The Cover Uncovered: The wedding picture on Pulp’s ‘Different Class’

It turned out that the gawky frontman for Pulp would shove aside the leading faces of Britpop as the day’s most enduring emblem of the UK’s mid-1990s cool.

He’d been slogging it for years longer than is remembered. With Pulp’s roots as early as the late 1970s, singer Jarvis Cocker’s indie venture had soldiered through as a footnote of Sheffield’s music history, eking out a fringe run of records largely ignored by the critics and the charts. Just as grunge was entering its final throes, a British cultural awakening fuelled by an economic boom and a nostalgia for its rock and pop heritage witnessed an explosion of bands celebrating British life over the darker introspections dominating the airwaves from Seattle.

In this swaggering maelstrom appeared the unlikely Cocker. Where the day’s NME and Melody Maker were plastered by the likes of Oasis and Blur furiously out-braggering each other amid the beered-up lad-theatre, Cocker’s gangly misfit spoke to most people, presenting a character far removed from the cartoon-machismo obsessed upon by the press and offering the pop world a sharper, wittier, and infinitely more relatable view of the UK landscape as it really was underneath the hedonistic escapism seizing Top of the Pops every week.

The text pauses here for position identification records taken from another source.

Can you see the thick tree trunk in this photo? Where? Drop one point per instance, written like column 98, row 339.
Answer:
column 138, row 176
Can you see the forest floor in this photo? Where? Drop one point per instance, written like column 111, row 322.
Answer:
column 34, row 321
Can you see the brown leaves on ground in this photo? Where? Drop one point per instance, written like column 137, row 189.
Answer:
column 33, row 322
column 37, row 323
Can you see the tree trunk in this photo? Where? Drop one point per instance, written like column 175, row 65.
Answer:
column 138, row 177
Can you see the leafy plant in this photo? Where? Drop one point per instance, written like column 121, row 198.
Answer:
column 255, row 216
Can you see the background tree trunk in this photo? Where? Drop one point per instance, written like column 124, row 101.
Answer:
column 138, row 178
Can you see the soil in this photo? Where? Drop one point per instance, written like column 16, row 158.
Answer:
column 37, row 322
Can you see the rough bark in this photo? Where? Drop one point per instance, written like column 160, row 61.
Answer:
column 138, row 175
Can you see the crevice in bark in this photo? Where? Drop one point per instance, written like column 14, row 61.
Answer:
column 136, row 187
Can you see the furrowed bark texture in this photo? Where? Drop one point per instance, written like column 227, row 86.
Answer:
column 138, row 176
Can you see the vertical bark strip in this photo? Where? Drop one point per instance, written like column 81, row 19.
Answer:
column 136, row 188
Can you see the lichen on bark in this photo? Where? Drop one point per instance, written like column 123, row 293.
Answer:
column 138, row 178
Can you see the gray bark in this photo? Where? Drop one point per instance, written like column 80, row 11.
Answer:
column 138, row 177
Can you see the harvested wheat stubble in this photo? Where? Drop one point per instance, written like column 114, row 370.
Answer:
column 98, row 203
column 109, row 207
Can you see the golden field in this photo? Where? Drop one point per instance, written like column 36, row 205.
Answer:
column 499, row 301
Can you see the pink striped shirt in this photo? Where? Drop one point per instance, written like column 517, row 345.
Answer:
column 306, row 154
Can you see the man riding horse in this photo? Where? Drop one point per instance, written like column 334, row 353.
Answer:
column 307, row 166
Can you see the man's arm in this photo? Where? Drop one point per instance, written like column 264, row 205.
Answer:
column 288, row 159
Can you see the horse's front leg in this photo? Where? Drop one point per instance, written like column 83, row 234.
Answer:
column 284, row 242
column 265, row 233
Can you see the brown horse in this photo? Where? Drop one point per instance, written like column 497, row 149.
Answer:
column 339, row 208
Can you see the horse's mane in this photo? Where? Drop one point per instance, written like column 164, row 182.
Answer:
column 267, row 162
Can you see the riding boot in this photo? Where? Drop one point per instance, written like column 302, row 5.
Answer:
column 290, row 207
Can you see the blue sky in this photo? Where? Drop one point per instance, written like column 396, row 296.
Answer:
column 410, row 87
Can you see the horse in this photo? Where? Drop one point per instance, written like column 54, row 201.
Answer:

The pop world was now ready for Pulp. Gaining momentum with a string of singles leading up to 1994’s His ‘n’ Hers, Cocker’s passionate blasts of sugary indie and biting social observations found a moment that finally understood his strikingly witty lyrical worldview. Just as Britpop was reaching its fever peak, ‘Common People’ would thrust Pulp as one of the towering icons of the 1990s UK pop landscape, dropping an anthem powered by karaoke legs and chant-along soundtrack on a deeper level than ‘Girls & Boys’ or ‘Roll With It’ would muster long-term.

The title of their upcoming fifth album had already been decided. Dancing one night in London’s Eve’s Club, a chance remark of “different class” to describe something of high quality struck Cocker with a pleasing double meaning on the UK’s social hierarchies. For the planned cover, various degrees of separation between a groom-to-be and his younger art-student brother’s photography mate, Donald Milne, managed to bizarrely pull in team Pulp to hijack their wedding for their imminent record’s artwork. After initially requesting Milne to handle the special day’s photos, a hectic schedule packed with Pulp promo shoots forced a happy marriage of the two.

“He phoned us about a week before and said Pulp were thinking about using some photos with real people in them, including a wedding photo, and if we would do some joke shots where he’d bring some life-size cut-outs of the band down, he would do some proper wedding shots for us as well,” Dom O’Connor revealed on BBC Radio 6 Music in 2014, the groom tying the knot that day. Sure enough, Mile and the team arrived at Surrey’s St Barnabas Church in East Molesey with a cardboard Pulp to pose with. “They rocked up on the wedding day with the life-size cut-outs of the band and took the photos, and I suppose the rest is history.”

Dropped in October 1995, Different Class initially was released with a “Choose your own front cover” angle, graphic design firm Blue Source packing the first CD and vinyl issues with six double-sided inserts honouring Cocker’s conceptual direction of their grey cardboard cut-outs detailing snapshots of everyday UK life. Later editions would abandon the idea, defaulting to O’Connor’s wedding picture as the definitive cover.

Different Class would shoot to number one, and Pulp’s national pop treasure status was cemented there and then. Reportedly, the newlyweds never heard any news on whether their marriage snaps had made the final cut until O’Connor’s mother, who appears on the cover, saw their group photo plastered all over the local HMV. Island Records never made any payments, but by all accounts, Rough Trade saw to it that the O’Conners received free tickets to Pulp’s reunion show in 2011.

“Rough Trade very kindly sent us a signed copy of the photo that Jarvis had signed last year,” O’Connor revealed. “Just saying ‘Thank you very much, Dom and Sharon, for letting us crash your wedding,’ which I thought was a really nice touch actually.”